Lowell Gilmore as London artist Basil Hallward has completed a portrait which he regards as his best work, but feels there is something so disturbing & mystical about the work it should be given a public exhibition.

Hurd Hatfield as Dorian Gray begins innocently enough as a good, naive chap famed for his youthful beauty. The cynical philosophy of Lord Henry seeps into his mind so that he becomes willing to give up his soul in exchange for immortal youth, & before a statue of the cat-goddess Bast asks that his portrait age rather than himself.

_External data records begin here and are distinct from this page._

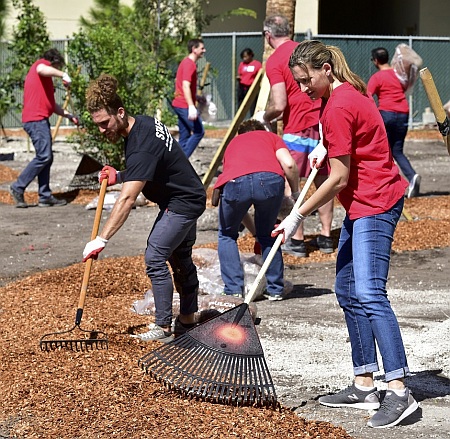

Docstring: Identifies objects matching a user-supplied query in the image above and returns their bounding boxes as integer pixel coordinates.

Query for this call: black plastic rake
[39,179,108,351]
[138,168,317,408]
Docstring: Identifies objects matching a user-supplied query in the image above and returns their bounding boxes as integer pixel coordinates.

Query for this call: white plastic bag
[391,43,423,93]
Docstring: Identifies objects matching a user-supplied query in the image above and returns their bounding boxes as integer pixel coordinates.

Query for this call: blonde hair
[86,73,123,115]
[289,40,367,94]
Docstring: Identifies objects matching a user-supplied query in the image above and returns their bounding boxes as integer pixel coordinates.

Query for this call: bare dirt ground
[0,131,450,439]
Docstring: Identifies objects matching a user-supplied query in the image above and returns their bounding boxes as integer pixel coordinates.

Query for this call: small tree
[0,0,50,131]
[69,25,170,167]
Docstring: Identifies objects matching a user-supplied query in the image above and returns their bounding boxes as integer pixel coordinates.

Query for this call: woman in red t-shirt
[273,41,418,428]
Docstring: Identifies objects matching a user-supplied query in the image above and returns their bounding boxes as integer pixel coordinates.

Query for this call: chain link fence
[0,32,450,128]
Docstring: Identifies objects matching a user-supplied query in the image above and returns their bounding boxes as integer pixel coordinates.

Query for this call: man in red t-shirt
[256,15,334,257]
[367,47,420,198]
[236,48,262,115]
[172,38,206,157]
[10,49,78,208]
[214,119,299,300]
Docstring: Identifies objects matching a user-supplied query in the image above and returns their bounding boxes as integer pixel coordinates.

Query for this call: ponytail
[289,40,367,94]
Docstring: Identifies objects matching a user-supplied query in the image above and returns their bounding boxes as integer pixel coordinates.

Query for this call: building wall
[2,0,450,39]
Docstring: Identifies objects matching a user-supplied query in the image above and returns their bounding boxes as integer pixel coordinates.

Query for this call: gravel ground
[0,129,450,439]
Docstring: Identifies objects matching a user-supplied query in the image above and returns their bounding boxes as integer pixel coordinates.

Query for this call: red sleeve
[322,107,354,158]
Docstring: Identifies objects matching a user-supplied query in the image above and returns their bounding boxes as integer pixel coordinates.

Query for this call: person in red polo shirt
[172,38,206,157]
[10,49,78,208]
[272,40,418,428]
[367,47,421,198]
[236,47,262,115]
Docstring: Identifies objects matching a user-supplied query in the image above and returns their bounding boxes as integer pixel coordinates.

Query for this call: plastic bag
[192,248,293,299]
[197,94,217,122]
[391,43,423,93]
[131,290,257,322]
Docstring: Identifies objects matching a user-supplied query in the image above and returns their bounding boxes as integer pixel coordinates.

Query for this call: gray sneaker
[131,323,173,343]
[319,384,380,410]
[9,186,28,209]
[367,388,419,428]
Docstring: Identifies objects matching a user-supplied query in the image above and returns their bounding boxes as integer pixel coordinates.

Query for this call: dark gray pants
[145,210,198,326]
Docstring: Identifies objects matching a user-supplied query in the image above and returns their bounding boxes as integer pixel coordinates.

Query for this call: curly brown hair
[238,119,266,134]
[86,73,123,114]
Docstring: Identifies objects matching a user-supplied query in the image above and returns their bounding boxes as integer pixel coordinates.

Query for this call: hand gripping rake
[139,168,317,408]
[39,179,108,351]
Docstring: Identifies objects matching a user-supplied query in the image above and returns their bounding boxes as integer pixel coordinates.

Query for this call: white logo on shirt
[155,119,173,151]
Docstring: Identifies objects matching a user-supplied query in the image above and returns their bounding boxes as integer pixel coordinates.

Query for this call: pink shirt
[238,60,262,86]
[320,83,408,220]
[266,40,320,134]
[214,131,287,188]
[22,59,55,123]
[172,57,197,108]
[367,69,409,113]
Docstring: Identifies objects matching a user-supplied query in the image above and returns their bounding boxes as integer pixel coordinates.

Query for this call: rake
[39,179,108,351]
[138,168,317,408]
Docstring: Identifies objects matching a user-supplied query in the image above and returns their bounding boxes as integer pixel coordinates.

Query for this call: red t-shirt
[238,59,262,87]
[320,82,408,220]
[22,59,55,123]
[367,69,409,113]
[214,131,287,188]
[266,40,320,134]
[172,56,197,108]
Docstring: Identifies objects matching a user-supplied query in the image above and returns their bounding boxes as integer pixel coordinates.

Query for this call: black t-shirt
[123,116,206,218]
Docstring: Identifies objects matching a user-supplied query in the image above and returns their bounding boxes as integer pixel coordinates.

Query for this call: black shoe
[9,186,28,209]
[38,195,67,207]
[406,174,421,198]
[310,235,334,253]
[281,238,306,258]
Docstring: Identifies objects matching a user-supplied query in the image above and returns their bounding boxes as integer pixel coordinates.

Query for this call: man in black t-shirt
[83,75,206,341]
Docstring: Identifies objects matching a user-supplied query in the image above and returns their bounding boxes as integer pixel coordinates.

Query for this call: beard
[105,116,128,144]
[105,131,122,144]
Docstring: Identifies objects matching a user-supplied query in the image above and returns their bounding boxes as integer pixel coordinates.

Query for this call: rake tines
[139,304,278,408]
[39,324,108,352]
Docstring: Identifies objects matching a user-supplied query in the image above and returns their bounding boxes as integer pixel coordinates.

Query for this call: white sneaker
[131,323,173,343]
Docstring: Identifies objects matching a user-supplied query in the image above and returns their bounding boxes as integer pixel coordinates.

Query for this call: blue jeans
[173,107,205,157]
[335,198,409,381]
[219,172,284,294]
[11,119,53,201]
[145,209,198,326]
[380,110,416,181]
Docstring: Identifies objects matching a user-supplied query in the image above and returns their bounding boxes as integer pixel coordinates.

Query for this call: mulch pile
[0,156,450,439]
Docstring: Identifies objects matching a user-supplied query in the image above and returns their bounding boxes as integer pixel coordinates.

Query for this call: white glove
[83,236,108,262]
[62,72,72,87]
[271,210,305,242]
[308,142,328,169]
[188,105,198,120]
[253,111,272,131]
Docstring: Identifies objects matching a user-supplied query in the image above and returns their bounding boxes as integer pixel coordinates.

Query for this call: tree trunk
[263,0,296,62]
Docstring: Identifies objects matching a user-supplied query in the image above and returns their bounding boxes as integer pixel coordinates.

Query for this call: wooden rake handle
[244,167,319,305]
[75,178,108,325]
[419,67,450,154]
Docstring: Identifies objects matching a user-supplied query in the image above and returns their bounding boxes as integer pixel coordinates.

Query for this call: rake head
[39,324,108,352]
[139,304,279,408]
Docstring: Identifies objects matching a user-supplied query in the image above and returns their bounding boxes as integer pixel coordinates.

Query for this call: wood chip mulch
[0,165,450,439]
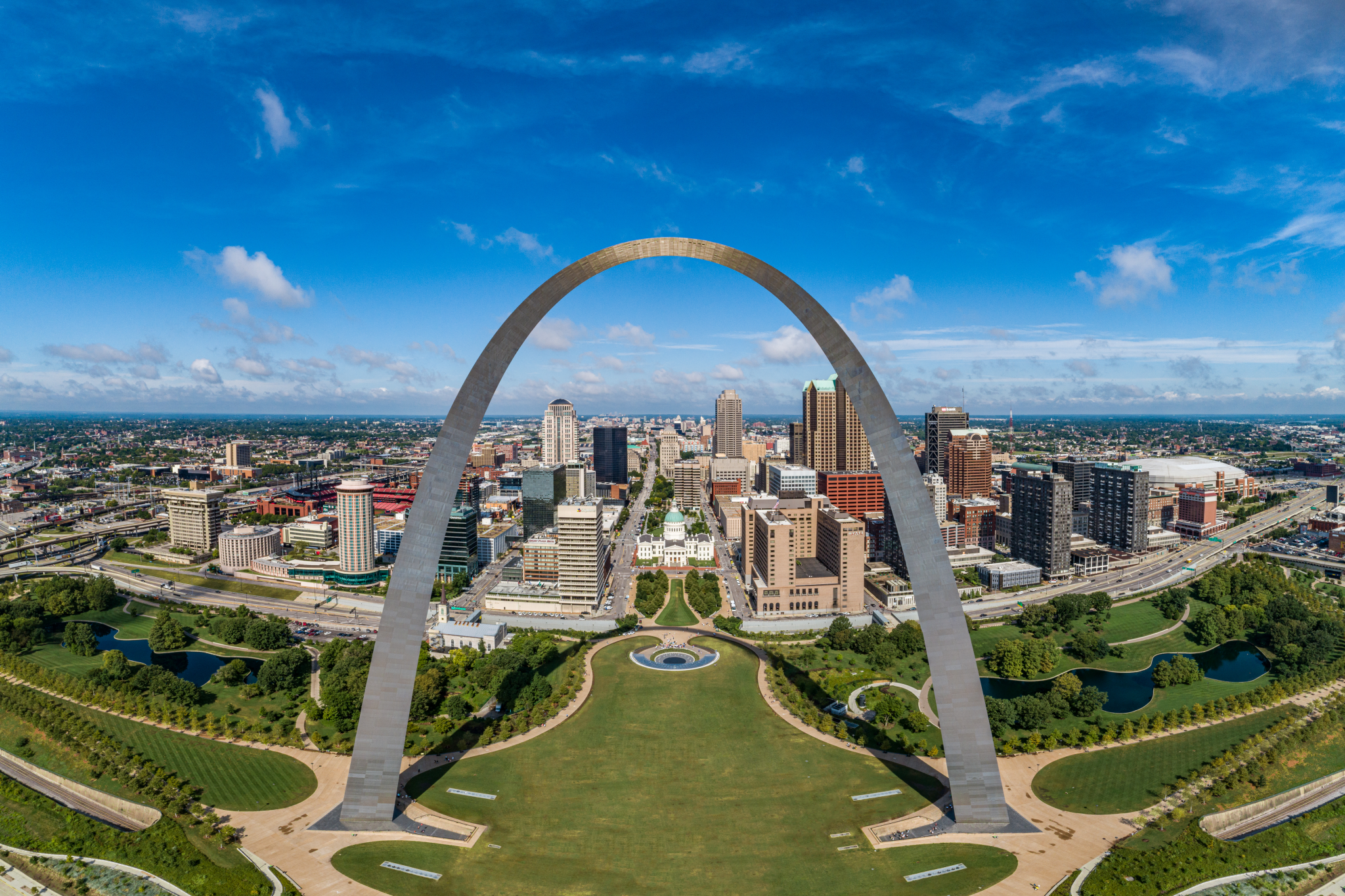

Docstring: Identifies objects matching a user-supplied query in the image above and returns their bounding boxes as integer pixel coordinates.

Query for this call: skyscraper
[593,426,629,485]
[925,407,970,482]
[714,389,742,457]
[1091,463,1149,553]
[806,373,873,471]
[1050,458,1093,511]
[523,463,565,539]
[542,398,580,463]
[948,430,990,498]
[1010,471,1074,576]
[336,480,376,572]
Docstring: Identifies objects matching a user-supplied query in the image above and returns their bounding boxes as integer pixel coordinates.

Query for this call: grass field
[131,568,300,601]
[1032,708,1289,815]
[61,706,317,810]
[332,638,1017,896]
[653,579,699,626]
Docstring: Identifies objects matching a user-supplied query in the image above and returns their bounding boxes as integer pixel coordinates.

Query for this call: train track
[0,756,148,830]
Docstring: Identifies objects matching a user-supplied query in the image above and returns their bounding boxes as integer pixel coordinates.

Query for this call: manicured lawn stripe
[1032,706,1289,815]
[332,638,1017,896]
[653,579,697,626]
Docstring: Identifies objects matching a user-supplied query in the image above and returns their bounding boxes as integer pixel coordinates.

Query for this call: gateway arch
[340,236,1009,830]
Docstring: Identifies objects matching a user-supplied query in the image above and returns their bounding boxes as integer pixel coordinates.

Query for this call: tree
[257,647,312,693]
[66,622,99,657]
[149,607,191,653]
[244,619,289,650]
[215,660,248,688]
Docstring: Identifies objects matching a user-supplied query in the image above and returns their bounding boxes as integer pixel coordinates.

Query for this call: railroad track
[0,756,148,830]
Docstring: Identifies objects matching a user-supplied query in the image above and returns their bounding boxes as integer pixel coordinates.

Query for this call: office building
[742,496,868,615]
[593,426,629,485]
[659,430,683,480]
[925,407,971,482]
[791,373,873,470]
[947,430,990,498]
[163,489,225,553]
[765,463,818,497]
[1050,457,1093,507]
[672,461,702,511]
[816,470,887,520]
[523,463,565,539]
[225,442,252,467]
[948,497,1000,549]
[336,479,378,574]
[1011,473,1073,578]
[713,389,742,457]
[920,473,948,523]
[556,498,608,612]
[1086,463,1149,553]
[542,398,580,465]
[1173,485,1228,540]
[219,525,280,572]
[435,503,480,582]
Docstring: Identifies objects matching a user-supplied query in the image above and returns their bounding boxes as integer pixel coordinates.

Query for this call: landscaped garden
[332,638,1017,896]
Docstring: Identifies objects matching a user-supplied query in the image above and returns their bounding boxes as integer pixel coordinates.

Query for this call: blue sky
[0,0,1345,414]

George Sanders as Lord Henry Wotton (named for a pagan god) serves as all-knowing narrator of the tale. He has a devil's goatee with good symbolic reason. He speaks in savage aphorisms which his friends regard "demoralizing & delightful, not to be taken seriously." But Dorian does take him all too seriously.

The gorgeous black & white cinematography is interupted only by close-ups of the titular picture of Dorian Gray, which is in full color, an affectation also of Portrait of Jenny (1948). But unlike the workmanlike portrait in Jenny, the horrific Dorian painting is the brilliant work of Ivan Le Lorraine Albright, who took a year painting it.


Picture of Dorian GrayDarkly humorous but never a comedy, Dorian is the most beautiful monster of all monster cinema. Dorian lives in terror of someone finding the hidden portrait & seeing that his visage has become "sodden & unclean" while Dorian perpetually looks to be about twenty-two.

Peter Lawford is David, the third corner of a love-triangle since he loves Gladys (Donna Reed), Gladys loves Dorian, & Dorian loves himself. David perceives some evil in Dorian despite his angelic countenance, & snopping about, discovers the painting, though not understanding its full significance. By that time the subject of the picture scarcely looks human & the creature's hands drip with blood.

His cruelty led sweet Sibyl to ruin & suicide; his sins & crimes are numerous. And if he continues to pursue the adoring Gladys, it is inevitable that she too shall be destroyed. Now & then his humanity strives to resurface, & when he suddenly ceases to court Gladys, he perceives in the portrait a slight improvement of appearance for the one good thing he has done. But it's rather late for Dorian, who will not escape the truly horrific climax.

This visually beautiful horror film qualifies as high art & Decadence as the subject required, with some startling film noir lighting & shadow effects. Director Albert Lewis's script, as well as the set design, is rich in allusions to the book's author, Oscar Wilde, in cited poems, Aubrey Beardsley's art, books, knickknackery, veiled allusions to homosexuality, & of course the cruelly witty aphorisms spewed variously from the lips of Lord Henry or his student Dorian.

At the center of the film is that performance by Hurd Hatfield. That he does somewhat resemble Wilde's sweety Lord Alfred Douglas is no accident of casting. Although he had a long & successful career in films, the stage, & on television, it is for his early role as Dorian Gray that he was to remain best known.

He plays Dorian with only one facial expression -- the one from before the potrait showed decay. As calamity accumulates around him & he continues to gaze at the world from behind an inscrutibly angelic mask, he turns beauty into something truly chilling.

As an idle point of trivia, Hurd remained a lifelong friend of Angela Landsbury from the cast, & he made multiple appearances in her television series Murder, She Wrote.